Cerpen Munaldus | Gol ... Gol! “Belubah Pastor!”
ilustrasi: Ist.
Gol ... Gol! “Belubah1 Pastor!”
Aku tak mengira ada ungkapan seperti itu. Kurasa itu setengah memuji. On time itu memang penting dalam hidup ini.
Aku masih berdiri di depan pintu Pastoran
di Rawak. Pastor Petrus, CP, begitu umat memanggilnya, juga masih berdiri di
depan pintu, belum mempersilahkan kami masuk. Dari raut wajahnya yang ceria dan
sapaan hangatnya aku tahu ia welcome sekali melihat kami datang. Lagi
pula sudah ada janji sih datang pukul 14:00.
Aku
ditemani pak Heri dan Niko, driver kami di CU Keling Kumang yang paling
dipercaya Pastor Petrus. Kelak kalau ia ingin ke Kuching untuk berobat, ia akan
menelpon Niko. Niko dengan senang hati mengantarnya ke Kuching dan CU Keling
Kumang pasti mengijinkan dengan fasilitas mobil CU Keling Kumang.
“Silahkan masuk,” katanya.
Aku melihat ruang tamu Pastoran tidak terlalu besar. Ada meja
panjang yang di atasnya ada termos berisi air panas, kopi, teh celup dan gula. Aku
langsung duduk santai. “Mau minum apa? Kopi, teh, itu yang ada. Buat sendiri.
Semua tersedia di atas meja,” kata beliau.
Aku
memilih minum teh. Sebab lewat pukul 14:00 aku tidak dapat lagi minum kopi.
Kopi membuat aku sulit tidur malam. Pastor
Petrus ditemani oleh seorang Pastor lagi untuk menggembalakan umat di wilayah
kerja Paroki Rawak, Sekadau. Kali ini Pastor itu tidak di tempat. Mungkin
sedang pelayanan ke kampung.
“Besar
sekali layar tv itu pastor?” kata Niko.
“Ya,
untuk nonton bola,” jawabnya. Pastor Petrus seorang pemain bola dan penggemar
salah satu klub bola Italia.
“Kalian
mau minum anggur? Anggur yang biasa dipakai waktu misa. Boleh kita minum masih
ada stock. Anggur ini belum diberkati. Jadi, boleh kita minum. Tapi tidak
banyak.

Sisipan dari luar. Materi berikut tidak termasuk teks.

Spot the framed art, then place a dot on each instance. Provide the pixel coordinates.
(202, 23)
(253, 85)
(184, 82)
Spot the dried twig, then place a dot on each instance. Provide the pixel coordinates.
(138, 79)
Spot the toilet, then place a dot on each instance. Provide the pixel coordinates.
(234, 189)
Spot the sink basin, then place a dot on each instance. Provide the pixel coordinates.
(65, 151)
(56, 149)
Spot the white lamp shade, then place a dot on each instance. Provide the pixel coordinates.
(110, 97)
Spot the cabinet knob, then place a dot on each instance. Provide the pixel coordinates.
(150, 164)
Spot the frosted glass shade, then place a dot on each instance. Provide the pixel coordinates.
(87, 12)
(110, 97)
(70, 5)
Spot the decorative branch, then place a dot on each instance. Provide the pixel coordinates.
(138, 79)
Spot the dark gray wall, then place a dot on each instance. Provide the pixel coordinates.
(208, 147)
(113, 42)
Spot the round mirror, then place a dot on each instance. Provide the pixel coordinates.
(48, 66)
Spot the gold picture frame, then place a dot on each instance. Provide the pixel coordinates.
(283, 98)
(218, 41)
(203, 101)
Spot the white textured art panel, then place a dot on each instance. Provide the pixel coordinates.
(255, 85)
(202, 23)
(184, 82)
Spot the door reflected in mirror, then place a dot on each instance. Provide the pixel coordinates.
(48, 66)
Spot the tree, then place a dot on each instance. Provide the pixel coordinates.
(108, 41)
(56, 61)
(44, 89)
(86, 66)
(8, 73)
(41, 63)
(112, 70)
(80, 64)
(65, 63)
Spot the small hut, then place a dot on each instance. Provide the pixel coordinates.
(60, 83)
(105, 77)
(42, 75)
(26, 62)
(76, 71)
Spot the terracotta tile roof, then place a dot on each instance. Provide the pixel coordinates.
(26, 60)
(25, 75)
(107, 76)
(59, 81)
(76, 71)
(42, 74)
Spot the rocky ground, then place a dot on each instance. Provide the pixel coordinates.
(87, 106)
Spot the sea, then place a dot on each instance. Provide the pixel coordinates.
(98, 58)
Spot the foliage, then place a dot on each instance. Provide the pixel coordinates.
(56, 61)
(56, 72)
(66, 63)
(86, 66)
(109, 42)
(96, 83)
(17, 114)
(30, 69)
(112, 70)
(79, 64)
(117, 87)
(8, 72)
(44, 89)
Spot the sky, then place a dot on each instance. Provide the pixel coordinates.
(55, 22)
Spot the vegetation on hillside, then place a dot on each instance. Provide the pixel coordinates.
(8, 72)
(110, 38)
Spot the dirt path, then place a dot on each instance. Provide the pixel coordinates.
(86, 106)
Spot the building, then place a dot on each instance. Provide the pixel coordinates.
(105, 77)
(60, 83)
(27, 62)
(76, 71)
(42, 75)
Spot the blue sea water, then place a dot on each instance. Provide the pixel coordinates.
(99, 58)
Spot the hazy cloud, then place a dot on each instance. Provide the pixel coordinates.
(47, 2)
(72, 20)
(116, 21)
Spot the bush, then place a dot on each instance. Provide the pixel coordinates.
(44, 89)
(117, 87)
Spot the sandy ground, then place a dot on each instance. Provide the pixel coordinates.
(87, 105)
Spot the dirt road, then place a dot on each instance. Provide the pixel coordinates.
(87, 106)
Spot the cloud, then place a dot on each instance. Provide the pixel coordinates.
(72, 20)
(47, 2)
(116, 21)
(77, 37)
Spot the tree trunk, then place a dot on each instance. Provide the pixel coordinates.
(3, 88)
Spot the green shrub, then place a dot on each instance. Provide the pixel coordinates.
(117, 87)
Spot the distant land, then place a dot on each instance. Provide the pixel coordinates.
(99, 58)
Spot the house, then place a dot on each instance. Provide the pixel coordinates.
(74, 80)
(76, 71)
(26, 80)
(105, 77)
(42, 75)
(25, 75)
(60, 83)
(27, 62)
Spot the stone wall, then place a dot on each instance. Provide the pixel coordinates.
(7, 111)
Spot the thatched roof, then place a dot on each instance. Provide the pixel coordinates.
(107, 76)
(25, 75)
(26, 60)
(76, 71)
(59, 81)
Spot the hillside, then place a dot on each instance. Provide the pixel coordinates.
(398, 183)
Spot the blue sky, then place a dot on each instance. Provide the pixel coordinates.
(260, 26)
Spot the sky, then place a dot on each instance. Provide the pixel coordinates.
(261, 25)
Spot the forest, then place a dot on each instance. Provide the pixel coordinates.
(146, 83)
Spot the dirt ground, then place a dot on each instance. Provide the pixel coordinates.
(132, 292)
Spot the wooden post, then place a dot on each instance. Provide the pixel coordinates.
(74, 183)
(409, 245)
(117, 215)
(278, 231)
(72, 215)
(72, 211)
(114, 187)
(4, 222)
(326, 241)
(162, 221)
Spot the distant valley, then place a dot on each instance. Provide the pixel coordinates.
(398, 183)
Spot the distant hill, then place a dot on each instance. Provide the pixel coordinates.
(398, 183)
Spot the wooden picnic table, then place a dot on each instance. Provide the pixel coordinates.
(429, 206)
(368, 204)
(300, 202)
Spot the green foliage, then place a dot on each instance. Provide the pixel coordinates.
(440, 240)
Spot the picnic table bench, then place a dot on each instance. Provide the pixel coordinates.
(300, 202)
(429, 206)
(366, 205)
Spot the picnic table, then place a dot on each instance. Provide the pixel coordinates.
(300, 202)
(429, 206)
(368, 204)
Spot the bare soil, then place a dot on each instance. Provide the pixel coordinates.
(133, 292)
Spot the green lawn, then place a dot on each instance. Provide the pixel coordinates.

Satu gelas seorang masih bisa,” katanya. Ia memegang gelas kecil,
menuangkan anggur dari botol warna hijau gelap ke gelas. “Ini untuk pak
Munaldus.”
Aku
menerimanya. Ia menuangkan ke tiga gelas yang lain. Satu untuknya, satu untuk
pak Heri, dan satu untuk Niko.
“Ayo
bersulang,” katanya. Dua dua gelas bergiliran bersulang.
Aku
meneguk. Enak sekali. Seumur-umur aku belum pernah minum anggur sebanyak itu.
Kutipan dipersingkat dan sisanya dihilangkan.